SUPREME COURT OF THE STATE OF NEW YORK APPELLATE DIVISION SECOND JUDICIAL DEPARTMENT
December 8, 2009
JOEHAU COLLAZO, RESPONDENT,
METROPOLITAN SUBURBAN BUS AUTHORITY, ET AL., APPELLANTS, ET AL., DEFENDANTS.
In an action to recover damages for personal injuries, the defendants Metropolitan Suburban Bus Authority, Metropolitan Transportation Authority/Long Island Bus Company, and Manna R. Ramkissoon appeal from an order of the Supreme Court, Nassau County (Winslow, J.), entered December 10, 2008, which granted the plaintiff's motion pursuant to CPLR 4404(a) to set aside a jury verdict in their favor on the issue of liability, and for a new trial.
Published by New York State Law Reporting Bureau pursuant to Judiciary Law § 431.
This opinion is uncorrected and subject to revision before publication in the Official Reports.
WILLIAM F. MASTRO, J.P., ARIEL E. BELEN, L. PRISCILLA HALL and LEONARD B. AUSTIN, JJ.
(Index No. 14223/02)
DECISION & ORDER
ORDERED that the order is affirmed, with costs.
The plaintiff moved to set aside a jury verdict in favor of the appellants on the issue of liability on two grounds. The first ground was that the verdict was contrary to the weight of the evidence. The second was that the jury verdict should be set aside in the interest of justice because the court erred in instructing the jury that if it found the appellant bus driver Manna R. Ramkissoon violated New York City Traffic Regulations § 4-03(a)(3), it could consider such violation some evidence of negligence, while also instructing the jury that a finding that Ramkissoon violated Vehicle and Traffic Law § 1111(d)(1) constituted negligence. The Supreme Court granted the motion on the ground that the verdict was contrary to the weight of the evidence, but rejected the plaintiff's challenge to the jury instructions.
The Supreme Court erred in setting aside the verdict as contrary to the weight of the evidence. A fair interpretation of the evidence supported the jury verdict in favor of the appellants on the issue of liability (see Lolik v Big V Supermarkets, 86 NY2d 744; Nicastro v Park, 113 AD2d 129). The conflicting versions of the accident presented by the parties at trial raised a question for the jury to resolve, and, as the jury had the opportunity to hear and observe the witnesses, we accord great deference to the jury determination to credit Ramkissoon's testimony that he did not proceed against a red light (see Wahid v Long Is. R.R. Co., 59 AD3d 712, 713; Ahr v Karolewski, 48 AD3d 719).
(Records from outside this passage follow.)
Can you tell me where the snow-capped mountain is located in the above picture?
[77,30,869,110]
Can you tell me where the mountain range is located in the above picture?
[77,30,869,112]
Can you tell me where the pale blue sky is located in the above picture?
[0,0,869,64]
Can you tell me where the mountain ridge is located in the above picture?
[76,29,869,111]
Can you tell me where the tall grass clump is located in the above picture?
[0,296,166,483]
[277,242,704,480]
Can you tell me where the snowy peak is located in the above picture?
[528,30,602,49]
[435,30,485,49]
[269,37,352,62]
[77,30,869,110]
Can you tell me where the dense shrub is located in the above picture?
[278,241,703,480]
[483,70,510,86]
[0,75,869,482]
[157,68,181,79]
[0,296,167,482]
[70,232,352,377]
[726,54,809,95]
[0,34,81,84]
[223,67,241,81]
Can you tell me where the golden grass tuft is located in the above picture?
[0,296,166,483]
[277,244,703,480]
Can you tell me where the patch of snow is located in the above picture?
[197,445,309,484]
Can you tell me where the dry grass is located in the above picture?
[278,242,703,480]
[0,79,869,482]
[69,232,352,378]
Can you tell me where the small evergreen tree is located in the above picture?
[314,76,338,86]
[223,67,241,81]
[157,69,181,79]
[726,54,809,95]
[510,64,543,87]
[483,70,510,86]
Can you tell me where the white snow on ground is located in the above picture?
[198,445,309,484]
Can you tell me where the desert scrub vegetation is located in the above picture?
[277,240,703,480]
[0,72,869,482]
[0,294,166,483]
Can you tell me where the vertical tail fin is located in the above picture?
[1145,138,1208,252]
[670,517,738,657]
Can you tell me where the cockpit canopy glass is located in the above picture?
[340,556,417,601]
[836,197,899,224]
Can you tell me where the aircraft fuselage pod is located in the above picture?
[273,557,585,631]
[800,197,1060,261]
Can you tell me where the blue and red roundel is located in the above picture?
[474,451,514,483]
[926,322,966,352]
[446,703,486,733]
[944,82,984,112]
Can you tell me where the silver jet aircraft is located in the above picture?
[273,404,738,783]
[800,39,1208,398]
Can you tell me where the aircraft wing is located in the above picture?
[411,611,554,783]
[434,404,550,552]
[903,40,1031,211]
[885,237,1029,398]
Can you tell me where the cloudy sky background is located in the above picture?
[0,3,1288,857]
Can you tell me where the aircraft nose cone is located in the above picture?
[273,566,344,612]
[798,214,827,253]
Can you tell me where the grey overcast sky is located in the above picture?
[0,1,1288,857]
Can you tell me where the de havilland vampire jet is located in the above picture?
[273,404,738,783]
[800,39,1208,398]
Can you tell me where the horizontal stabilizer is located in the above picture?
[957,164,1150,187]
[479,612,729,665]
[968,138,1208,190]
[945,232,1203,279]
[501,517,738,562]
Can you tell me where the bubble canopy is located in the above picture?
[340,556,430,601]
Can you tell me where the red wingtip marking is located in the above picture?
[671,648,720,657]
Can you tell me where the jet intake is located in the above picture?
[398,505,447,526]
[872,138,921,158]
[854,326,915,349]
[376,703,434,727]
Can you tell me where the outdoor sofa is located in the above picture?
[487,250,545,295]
Moreover, there was ample evidence adduced at trial from which the jury could have reasonably found that the accident did not occur at a crosswalk, and that the plaintiff's actions in crossing the roadway outside of a crosswalk when it was impossible to yield was the sole proximate cause of the accident (see Ahr v Karolewski, 48 AD3d 719; Campbell v Crimi, 267 AD2d 343).
However, the court's instructions to the jury that a violation of the New York City Traffic Regulations § 4-03(a)(3) could be considered some evidence of negligence, while a violation of Vehicle and Traffic Law § 1111(d)(1) constitutes negligence, was confusing, given that the regulation and statute are essentially consistent, and warranted setting aside the verdict and granting a new trial (see Franco v Zingarelli, 72 AD2d 211, 216-217). In the absence of express statutory language providing that a local regulation controls over a state statute, and where, as here, the regulation and statute are essentially consistent with each other, the statute controls (see McKinney's Cons Laws of NY, Book 1, Statutes § 74; cf. Vehicle and Traffic Law § 1642). Moreover, a violation of a state statute constitutes negligence as a matter of law (see Fox v Lyte, 143 AD2d 390, 392; Rodriguez v Cato, 63 AD2d 922, 923; Piarulli v Lason, 35 AD2d 605). Therefore, the Supreme Court should have granted that branch of the plaintiff's motion which was to set aside the jury verdict in the interest of justice and, at the new trial, the trial court should instruct the jury that a finding that Ramkissoon violated Vehicle and Traffic Law § 1111(d)(1) constitutes negligence and should not make any reference to New York City Traffic Regulations § 4-03(a)(3).
MASTRO, J.P., BELEN, HALL and AUSTIN, JJ., concur.